Just because the suffix CB is equal to the prefix CB of the second string.

On the other hand, here, we put zero, from DAB to ACB,

because they do not have any non-trivial overlap.

This gives us a directed graph.

And what we would like to find in this graph is a path of maximum total weight.

So instead of minimum total weight,

as in the classical version of the travelling salesman problem,

we're looking for maximum because

the overlap actually tells us how many symbols we can save.

And we would like to save as many symbols as possible.

So instead of finding the minimum weight path,

we're looking for a maximum way path.

In almost all approaches that we're going to consider in this class,

actually it doesn't matter whether we're looking for a minimum path or for a maximum.

And, also, this illustrates nicely that sometimes we're interested in the minimum path,

sometimes we're interested in the maximum path.

So that's why we have prefix marks for this problem all just

to emphasize the fact that we're looking for the most heavy paths.

And also this letter A here stands for asymmetric.

This means that we have a directed graph.

So you can find such abbreviations in the literature.
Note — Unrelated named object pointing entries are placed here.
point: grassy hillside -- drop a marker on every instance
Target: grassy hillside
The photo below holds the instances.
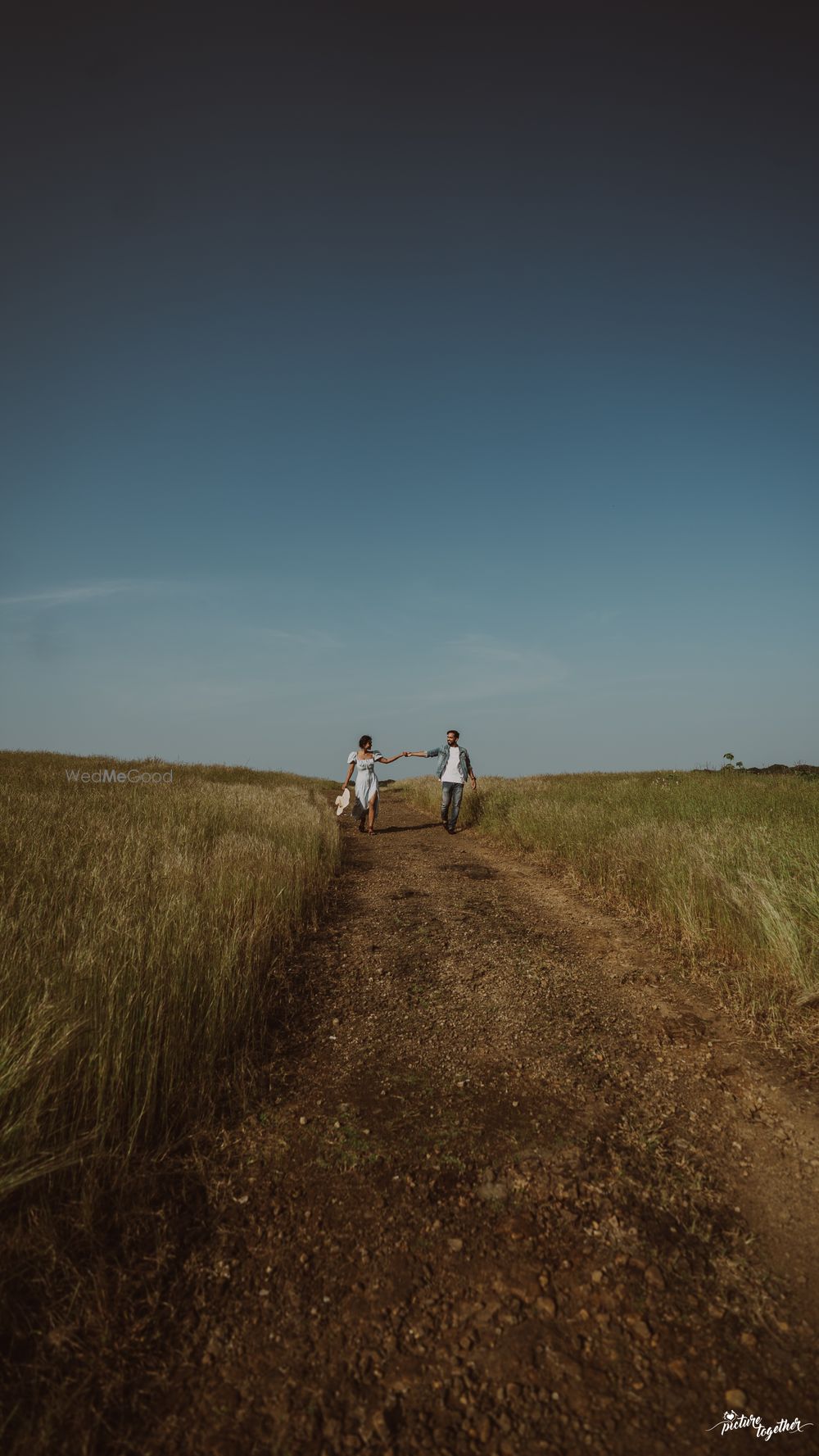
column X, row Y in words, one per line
column 143, row 927
column 726, row 862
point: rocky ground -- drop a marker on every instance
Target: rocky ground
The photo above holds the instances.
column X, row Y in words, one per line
column 517, row 1188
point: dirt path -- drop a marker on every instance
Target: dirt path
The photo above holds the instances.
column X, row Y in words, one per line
column 517, row 1191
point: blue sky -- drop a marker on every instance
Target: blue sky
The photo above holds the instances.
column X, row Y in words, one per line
column 373, row 388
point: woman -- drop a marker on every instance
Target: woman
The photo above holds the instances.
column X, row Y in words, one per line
column 365, row 804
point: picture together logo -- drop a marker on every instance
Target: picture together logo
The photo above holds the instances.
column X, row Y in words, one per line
column 732, row 1422
column 118, row 777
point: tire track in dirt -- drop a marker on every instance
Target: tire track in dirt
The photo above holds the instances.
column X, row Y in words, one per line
column 492, row 1201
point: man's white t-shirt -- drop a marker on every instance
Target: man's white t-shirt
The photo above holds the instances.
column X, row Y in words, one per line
column 453, row 770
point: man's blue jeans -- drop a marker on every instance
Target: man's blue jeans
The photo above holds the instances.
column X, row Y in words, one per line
column 450, row 803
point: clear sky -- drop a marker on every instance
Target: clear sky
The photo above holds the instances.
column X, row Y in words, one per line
column 396, row 367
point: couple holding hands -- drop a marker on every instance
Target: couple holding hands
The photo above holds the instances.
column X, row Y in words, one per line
column 453, row 769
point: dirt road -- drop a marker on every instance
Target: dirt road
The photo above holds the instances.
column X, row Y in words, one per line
column 517, row 1190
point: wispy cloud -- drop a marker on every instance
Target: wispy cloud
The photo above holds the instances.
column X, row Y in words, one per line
column 476, row 669
column 89, row 592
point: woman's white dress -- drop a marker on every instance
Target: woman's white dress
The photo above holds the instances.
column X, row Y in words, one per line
column 365, row 783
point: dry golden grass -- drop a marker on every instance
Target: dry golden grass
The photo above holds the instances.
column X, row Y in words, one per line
column 143, row 929
column 726, row 862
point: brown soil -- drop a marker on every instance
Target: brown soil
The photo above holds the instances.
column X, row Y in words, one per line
column 517, row 1188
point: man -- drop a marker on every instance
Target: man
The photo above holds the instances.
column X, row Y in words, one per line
column 453, row 769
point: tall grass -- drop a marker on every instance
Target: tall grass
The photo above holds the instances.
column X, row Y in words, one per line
column 144, row 929
column 725, row 862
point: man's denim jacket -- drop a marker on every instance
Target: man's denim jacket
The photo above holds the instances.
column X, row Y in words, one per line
column 444, row 755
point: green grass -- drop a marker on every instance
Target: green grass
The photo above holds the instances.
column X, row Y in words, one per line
column 144, row 929
column 727, row 864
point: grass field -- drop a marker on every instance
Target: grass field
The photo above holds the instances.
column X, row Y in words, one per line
column 143, row 931
column 727, row 862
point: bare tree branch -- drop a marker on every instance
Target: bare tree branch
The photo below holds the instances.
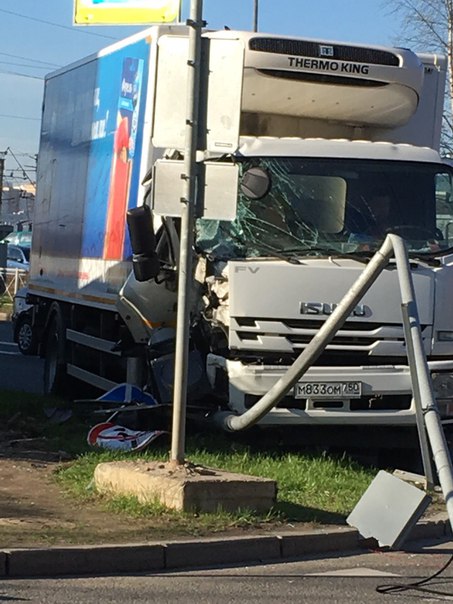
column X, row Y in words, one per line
column 427, row 25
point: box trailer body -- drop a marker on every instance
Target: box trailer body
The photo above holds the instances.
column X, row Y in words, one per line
column 325, row 123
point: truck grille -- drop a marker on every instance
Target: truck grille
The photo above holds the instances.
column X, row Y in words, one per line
column 311, row 49
column 357, row 342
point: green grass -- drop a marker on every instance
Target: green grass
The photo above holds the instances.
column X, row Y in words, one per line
column 311, row 488
column 316, row 488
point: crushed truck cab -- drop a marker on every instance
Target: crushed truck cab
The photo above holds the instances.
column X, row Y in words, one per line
column 338, row 146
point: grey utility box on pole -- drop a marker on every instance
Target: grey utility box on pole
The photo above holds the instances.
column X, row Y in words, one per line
column 220, row 104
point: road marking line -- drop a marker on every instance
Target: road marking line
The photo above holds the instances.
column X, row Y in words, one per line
column 353, row 572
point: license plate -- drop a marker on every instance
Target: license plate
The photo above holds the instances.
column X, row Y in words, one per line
column 328, row 390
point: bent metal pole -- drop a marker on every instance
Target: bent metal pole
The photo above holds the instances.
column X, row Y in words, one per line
column 434, row 429
column 315, row 347
column 187, row 225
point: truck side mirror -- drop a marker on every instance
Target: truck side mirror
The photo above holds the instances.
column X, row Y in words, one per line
column 145, row 262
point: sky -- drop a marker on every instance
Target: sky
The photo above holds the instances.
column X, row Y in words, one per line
column 38, row 36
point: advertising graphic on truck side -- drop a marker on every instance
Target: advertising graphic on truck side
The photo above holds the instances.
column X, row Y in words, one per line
column 338, row 146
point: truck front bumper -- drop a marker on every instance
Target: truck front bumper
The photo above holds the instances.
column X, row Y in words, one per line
column 385, row 397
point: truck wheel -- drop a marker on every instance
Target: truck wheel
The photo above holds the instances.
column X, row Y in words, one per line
column 54, row 364
column 25, row 336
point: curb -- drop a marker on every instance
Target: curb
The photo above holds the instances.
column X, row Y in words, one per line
column 108, row 559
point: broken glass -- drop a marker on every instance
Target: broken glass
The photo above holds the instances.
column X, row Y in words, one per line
column 320, row 206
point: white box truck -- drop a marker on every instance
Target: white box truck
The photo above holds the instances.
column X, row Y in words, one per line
column 339, row 144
So the travelling salesman problem is just a general notion.

And if you would like to specify

that you're looking for a longest paths in the directed graphs,

then you specify it is ATSP.

So, finally, when we construct such a graph,

and we find a path of maximum weight,

this gives us something like this.

So this a path of maximum weight in this particular graph.

So it goes as follows. So it visits all the nodes.

Then this path actually spells a superstring that is as short as possible.

So we start with DAB.

This is DAB.

Then we go to the next node.

We see that there is an overlap of size 2,

so which means that we already have AB in it.

So we have just E to this string.

Then from ABE, we go to ECA.

And we know that the overlap is equal to 1,

which means that we just append CA.

Just instead of appending three symbols,

we append three minus one symbols, and so on.

So by going through all these,

along these paths, we spelled the superstrings of all our n strings.

And the fact that this is a maximum path guarantees that what we

get is a superstring that saves as many symbols as possible,

which, in turn, means that it's the shortest common superstring.